Tips and Information
"An ounce of prevention is worth a pound of cure." Life, sports, and training have a way of creeping up on us and causing ailments we did not plan for. There are many strengthening, stretching, and stability exercises that can be done regularly at home or in the gym to improve your chances of staying injury-free.
We are here to assist and support you on your path to wellness.
Injury Prevention with the Foam Roller
By Dave Ochsendorf, MPT and Kristy Ochsendorf, DPT
The use of various foam roller devices is gaining popularity in the fitness and rehabilitation world. The rollers vary in size and density, but the 6-inch x 36-inch roller pictured below is the most common. They are produced in different colors which can indicate different densities (black is typically a high-density roller), but not always. Typically the rollers are quite firm and do not compress, making them effective for self-massage or myofascial release, postural exercises, and core stability workouts (common in Pilates).
Skin, muscles, and other underlying tissues are separated by layers of fascia which can become adhered with injury, strain, or normal “wear and tear” associated with training. These adhesions, along with regular tightness in the muscle, can impede performance and lead to further soft tissue or joint injuries. “Knots” or “trigger points” are created in the muscle, which often have inadequate blood supply and don’t respond well to pulling or stretching. They require more indirect release methods such as those described below. Additionally, “rolling out” tight muscles such as the IT Band, piriformis, calf, and quadriceps on the roller can be an effective way to improve flexibility. Some of these techniques were highlighted in last month’s article on hip pain. There is no set protocol for repetitions, sets, or duration with self massage on the roller. But once a tender point is identified, we recommend maintaining direct pressure on the point for 30-60 seconds, and repeat 2-3 times on each point. For general massage or myofascial release, roll over the muscle 10 times or for a maximum of 1-2 minutes. With these techniques, you can spend a total of 5-10 minutes on the roller, twice daily and achieve results. Using the roller once after workouts and one other time the same day is recommended. If soreness increases, allow 1-2 days between for recovery. In general the tenderness should decrease after the first few sessions.
For postural conditions, there are many effective foam roller exercises.
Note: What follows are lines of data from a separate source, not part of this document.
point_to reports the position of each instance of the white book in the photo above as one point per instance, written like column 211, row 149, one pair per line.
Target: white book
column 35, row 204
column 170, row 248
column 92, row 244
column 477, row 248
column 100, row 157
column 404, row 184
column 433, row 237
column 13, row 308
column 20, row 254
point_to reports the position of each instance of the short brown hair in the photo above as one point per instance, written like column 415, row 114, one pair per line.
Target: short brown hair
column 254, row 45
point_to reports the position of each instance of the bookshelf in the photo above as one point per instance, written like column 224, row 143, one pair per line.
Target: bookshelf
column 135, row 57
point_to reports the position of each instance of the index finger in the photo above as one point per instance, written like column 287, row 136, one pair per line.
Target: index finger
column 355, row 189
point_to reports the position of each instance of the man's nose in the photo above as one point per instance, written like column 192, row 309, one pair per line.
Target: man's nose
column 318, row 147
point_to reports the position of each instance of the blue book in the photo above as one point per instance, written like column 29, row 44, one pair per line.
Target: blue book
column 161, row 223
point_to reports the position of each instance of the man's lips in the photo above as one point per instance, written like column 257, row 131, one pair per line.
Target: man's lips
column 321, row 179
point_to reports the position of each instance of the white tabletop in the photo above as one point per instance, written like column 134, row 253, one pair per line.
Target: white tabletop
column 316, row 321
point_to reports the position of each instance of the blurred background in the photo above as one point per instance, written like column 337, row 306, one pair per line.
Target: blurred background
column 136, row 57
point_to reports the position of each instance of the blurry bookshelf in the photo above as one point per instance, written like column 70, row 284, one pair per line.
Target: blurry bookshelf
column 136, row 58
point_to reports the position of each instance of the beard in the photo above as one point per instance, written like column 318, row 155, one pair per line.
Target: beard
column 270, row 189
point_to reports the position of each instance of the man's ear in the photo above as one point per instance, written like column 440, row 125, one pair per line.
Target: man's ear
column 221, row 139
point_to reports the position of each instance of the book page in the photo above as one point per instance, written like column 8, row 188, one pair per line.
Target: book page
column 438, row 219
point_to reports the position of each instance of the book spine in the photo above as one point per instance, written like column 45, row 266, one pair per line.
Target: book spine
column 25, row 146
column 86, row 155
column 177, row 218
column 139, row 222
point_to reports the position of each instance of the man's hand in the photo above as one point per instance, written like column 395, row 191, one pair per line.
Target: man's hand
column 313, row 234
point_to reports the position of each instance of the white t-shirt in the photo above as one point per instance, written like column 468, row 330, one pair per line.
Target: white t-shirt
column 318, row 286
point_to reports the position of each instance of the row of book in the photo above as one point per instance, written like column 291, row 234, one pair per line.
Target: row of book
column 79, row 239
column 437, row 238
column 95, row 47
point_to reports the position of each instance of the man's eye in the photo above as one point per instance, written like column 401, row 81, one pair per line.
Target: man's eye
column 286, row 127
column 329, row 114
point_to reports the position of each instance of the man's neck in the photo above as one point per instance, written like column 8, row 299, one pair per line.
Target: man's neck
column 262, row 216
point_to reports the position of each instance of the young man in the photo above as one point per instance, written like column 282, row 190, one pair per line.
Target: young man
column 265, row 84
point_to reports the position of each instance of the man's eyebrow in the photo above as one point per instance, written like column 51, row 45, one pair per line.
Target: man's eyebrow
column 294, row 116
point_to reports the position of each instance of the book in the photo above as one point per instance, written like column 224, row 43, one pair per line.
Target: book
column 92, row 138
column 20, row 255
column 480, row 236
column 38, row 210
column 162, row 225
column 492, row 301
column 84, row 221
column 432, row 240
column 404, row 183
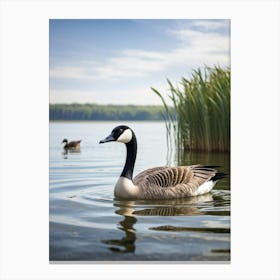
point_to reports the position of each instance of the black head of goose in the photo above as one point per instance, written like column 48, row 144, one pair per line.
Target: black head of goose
column 72, row 144
column 159, row 182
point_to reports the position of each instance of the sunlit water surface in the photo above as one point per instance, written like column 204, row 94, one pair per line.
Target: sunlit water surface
column 88, row 224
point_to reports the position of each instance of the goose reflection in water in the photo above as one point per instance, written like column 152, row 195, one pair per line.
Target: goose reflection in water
column 70, row 151
column 127, row 209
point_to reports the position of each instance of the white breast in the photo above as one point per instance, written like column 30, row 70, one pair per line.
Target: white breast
column 126, row 189
column 204, row 188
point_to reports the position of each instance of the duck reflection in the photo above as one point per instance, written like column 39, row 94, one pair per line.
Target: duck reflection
column 129, row 210
column 70, row 151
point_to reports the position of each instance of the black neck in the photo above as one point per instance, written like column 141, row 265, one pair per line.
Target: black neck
column 131, row 151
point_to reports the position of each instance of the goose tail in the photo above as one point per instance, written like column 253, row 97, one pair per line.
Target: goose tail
column 219, row 176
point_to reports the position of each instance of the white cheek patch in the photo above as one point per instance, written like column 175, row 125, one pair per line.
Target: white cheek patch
column 125, row 137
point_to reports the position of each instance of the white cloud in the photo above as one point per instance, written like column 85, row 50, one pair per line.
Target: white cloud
column 209, row 24
column 195, row 48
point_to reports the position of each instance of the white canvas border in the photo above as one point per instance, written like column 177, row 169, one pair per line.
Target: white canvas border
column 255, row 138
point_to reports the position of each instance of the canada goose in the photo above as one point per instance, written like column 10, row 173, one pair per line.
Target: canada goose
column 72, row 144
column 159, row 182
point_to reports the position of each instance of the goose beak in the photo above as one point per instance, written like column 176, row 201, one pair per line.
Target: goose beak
column 109, row 138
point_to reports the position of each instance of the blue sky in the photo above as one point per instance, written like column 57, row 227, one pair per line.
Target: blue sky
column 118, row 61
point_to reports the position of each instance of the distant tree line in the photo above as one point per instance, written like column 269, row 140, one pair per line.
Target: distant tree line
column 77, row 111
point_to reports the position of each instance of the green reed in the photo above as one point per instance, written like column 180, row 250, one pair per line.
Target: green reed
column 200, row 120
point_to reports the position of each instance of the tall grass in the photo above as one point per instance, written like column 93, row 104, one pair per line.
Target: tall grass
column 201, row 117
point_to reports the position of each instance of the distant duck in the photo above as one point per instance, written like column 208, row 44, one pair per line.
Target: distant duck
column 72, row 145
column 159, row 182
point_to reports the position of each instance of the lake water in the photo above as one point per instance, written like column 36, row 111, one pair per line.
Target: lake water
column 88, row 224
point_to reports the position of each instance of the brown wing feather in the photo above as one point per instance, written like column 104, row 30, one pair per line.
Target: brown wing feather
column 173, row 182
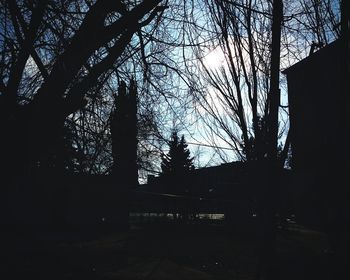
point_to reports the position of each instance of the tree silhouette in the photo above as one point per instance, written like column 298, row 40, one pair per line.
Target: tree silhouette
column 178, row 161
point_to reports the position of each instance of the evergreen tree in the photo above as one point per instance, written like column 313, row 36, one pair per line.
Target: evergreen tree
column 178, row 161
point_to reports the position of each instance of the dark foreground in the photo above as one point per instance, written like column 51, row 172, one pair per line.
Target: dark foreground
column 163, row 252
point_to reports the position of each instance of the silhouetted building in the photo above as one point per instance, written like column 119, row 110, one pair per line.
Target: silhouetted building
column 317, row 92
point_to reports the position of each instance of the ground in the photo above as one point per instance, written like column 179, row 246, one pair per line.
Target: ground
column 167, row 252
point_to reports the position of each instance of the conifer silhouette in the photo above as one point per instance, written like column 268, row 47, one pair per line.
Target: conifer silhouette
column 178, row 161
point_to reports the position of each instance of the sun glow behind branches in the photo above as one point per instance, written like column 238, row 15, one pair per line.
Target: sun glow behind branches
column 214, row 59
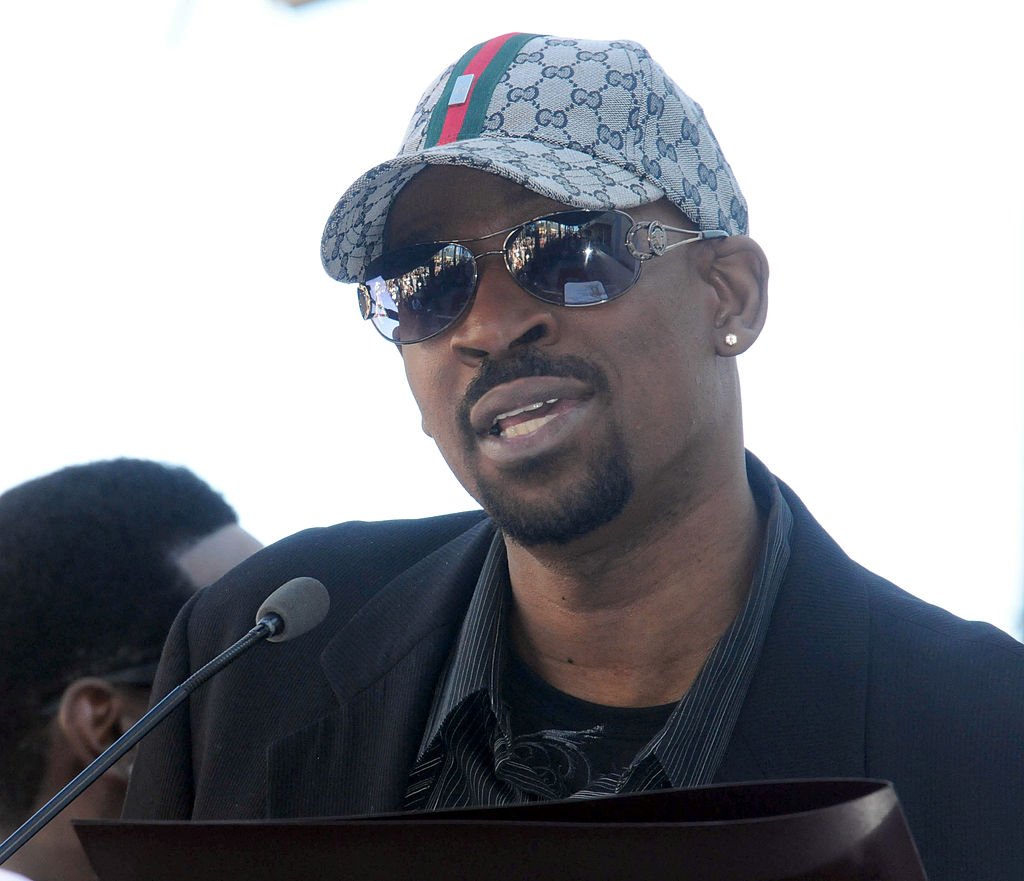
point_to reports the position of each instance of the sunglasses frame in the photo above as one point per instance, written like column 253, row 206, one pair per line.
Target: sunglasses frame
column 645, row 240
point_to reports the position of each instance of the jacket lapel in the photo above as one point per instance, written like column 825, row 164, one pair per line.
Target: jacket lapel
column 382, row 666
column 804, row 715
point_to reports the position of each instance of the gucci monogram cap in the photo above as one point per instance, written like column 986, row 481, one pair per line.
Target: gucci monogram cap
column 589, row 123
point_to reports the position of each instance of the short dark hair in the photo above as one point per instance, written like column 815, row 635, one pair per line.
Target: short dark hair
column 87, row 586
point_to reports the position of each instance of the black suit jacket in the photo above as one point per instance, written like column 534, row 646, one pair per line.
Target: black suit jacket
column 856, row 678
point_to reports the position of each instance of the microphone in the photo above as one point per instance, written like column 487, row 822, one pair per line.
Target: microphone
column 294, row 609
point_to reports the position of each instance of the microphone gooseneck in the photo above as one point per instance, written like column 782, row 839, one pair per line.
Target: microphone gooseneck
column 292, row 610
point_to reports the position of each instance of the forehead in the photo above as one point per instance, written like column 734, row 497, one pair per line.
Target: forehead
column 449, row 202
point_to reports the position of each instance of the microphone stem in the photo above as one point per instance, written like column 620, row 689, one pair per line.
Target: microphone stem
column 269, row 625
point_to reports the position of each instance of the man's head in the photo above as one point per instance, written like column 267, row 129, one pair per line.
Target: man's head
column 95, row 560
column 562, row 421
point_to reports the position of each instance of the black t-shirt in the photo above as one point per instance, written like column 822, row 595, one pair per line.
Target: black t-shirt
column 570, row 742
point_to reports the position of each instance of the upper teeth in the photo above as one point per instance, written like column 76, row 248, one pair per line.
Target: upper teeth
column 525, row 409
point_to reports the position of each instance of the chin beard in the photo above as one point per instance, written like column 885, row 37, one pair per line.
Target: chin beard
column 594, row 500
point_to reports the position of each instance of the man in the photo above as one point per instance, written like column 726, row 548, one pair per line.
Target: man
column 560, row 253
column 95, row 560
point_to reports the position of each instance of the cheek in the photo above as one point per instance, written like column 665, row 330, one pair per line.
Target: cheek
column 432, row 388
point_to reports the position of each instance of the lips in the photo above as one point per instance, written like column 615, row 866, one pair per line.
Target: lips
column 524, row 406
column 522, row 420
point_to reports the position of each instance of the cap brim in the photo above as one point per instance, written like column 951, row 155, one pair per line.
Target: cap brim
column 355, row 228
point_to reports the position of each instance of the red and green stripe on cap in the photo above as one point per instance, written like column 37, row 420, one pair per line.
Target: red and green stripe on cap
column 461, row 111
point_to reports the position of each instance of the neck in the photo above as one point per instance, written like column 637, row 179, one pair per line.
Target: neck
column 623, row 621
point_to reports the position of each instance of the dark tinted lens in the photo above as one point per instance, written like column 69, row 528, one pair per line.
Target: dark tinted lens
column 417, row 292
column 573, row 258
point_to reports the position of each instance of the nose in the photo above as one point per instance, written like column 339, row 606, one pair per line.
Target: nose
column 503, row 317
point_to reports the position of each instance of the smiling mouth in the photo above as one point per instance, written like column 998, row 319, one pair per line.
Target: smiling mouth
column 523, row 420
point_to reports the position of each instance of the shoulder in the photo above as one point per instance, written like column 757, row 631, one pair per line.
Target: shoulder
column 353, row 560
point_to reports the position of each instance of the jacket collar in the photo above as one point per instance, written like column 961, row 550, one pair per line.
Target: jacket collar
column 382, row 666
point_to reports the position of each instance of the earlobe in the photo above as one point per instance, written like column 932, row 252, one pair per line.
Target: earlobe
column 92, row 715
column 738, row 273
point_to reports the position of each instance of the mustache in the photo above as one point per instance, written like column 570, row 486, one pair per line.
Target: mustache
column 525, row 363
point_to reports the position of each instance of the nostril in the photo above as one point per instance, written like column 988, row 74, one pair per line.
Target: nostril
column 536, row 333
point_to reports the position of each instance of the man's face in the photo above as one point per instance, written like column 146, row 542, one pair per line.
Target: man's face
column 564, row 422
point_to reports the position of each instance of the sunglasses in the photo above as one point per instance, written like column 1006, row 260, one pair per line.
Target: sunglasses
column 569, row 258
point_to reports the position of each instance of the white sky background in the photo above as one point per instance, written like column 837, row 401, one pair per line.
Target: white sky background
column 168, row 166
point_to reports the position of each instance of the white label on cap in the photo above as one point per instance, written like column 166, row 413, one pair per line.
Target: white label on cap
column 461, row 90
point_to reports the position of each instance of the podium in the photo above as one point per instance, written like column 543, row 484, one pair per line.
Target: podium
column 825, row 830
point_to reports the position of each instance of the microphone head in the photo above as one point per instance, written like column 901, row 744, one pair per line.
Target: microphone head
column 301, row 603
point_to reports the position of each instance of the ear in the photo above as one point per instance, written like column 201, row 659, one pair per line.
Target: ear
column 738, row 273
column 92, row 715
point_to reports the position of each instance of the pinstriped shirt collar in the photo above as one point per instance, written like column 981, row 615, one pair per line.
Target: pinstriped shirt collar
column 690, row 747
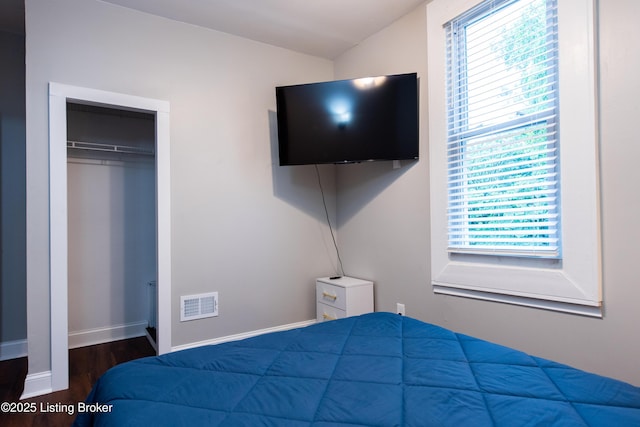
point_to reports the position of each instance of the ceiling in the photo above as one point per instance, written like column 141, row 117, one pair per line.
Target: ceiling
column 324, row 28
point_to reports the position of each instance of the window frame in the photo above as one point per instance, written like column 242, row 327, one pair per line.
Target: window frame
column 570, row 284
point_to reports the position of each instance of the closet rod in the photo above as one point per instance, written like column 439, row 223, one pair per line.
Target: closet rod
column 110, row 148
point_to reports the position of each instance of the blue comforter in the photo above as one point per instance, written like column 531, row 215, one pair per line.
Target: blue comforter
column 378, row 369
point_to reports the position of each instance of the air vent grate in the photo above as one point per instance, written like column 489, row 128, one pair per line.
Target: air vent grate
column 194, row 307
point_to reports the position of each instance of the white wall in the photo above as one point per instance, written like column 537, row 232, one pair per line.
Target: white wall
column 241, row 225
column 371, row 197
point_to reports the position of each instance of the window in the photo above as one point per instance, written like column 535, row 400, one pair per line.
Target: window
column 513, row 151
column 502, row 151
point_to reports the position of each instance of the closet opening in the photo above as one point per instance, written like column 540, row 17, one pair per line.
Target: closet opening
column 73, row 155
column 111, row 211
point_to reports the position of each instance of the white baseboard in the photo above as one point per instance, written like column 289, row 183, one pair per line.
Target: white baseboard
column 37, row 385
column 107, row 334
column 13, row 349
column 244, row 335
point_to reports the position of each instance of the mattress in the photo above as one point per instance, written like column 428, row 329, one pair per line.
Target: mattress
column 378, row 369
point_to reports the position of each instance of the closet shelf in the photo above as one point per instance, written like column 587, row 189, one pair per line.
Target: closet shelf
column 110, row 148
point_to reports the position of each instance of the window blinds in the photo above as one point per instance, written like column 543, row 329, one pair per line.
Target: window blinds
column 502, row 151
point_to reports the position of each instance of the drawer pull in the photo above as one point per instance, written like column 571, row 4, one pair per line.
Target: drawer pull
column 325, row 316
column 330, row 296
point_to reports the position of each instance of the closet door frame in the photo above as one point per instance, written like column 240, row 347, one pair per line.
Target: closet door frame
column 59, row 95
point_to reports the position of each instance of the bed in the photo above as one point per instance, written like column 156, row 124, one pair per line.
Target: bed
column 378, row 369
The pictures below illustrate 3 basic versions we use in the clinic. With aging, most individuals adopt a slouched posture, forward head, and rounded shoulders. Many neck, shoulder, and back conditions are related to posture and the amount of sitting, driving, reading, and computer work we all do on a daily basis. The foam roller is a great tool to treat postural dysfunctions and the adverse effects of these activities. Lying supine with the roller along the spine and the head supported as shown, put the arms straight out to the side and let the hands rest on the floor. Relax completely and take nice deep breaths for 1-2 minutes in this position, and also with the arms bent 90 degrees, and with the arms overhead. For the last 2 exercises, the hands may or may not touch the floor. As with the myofascial release exercises, spend a total of 5-10 minutes in each session, especially at the end of the day. ENJOY!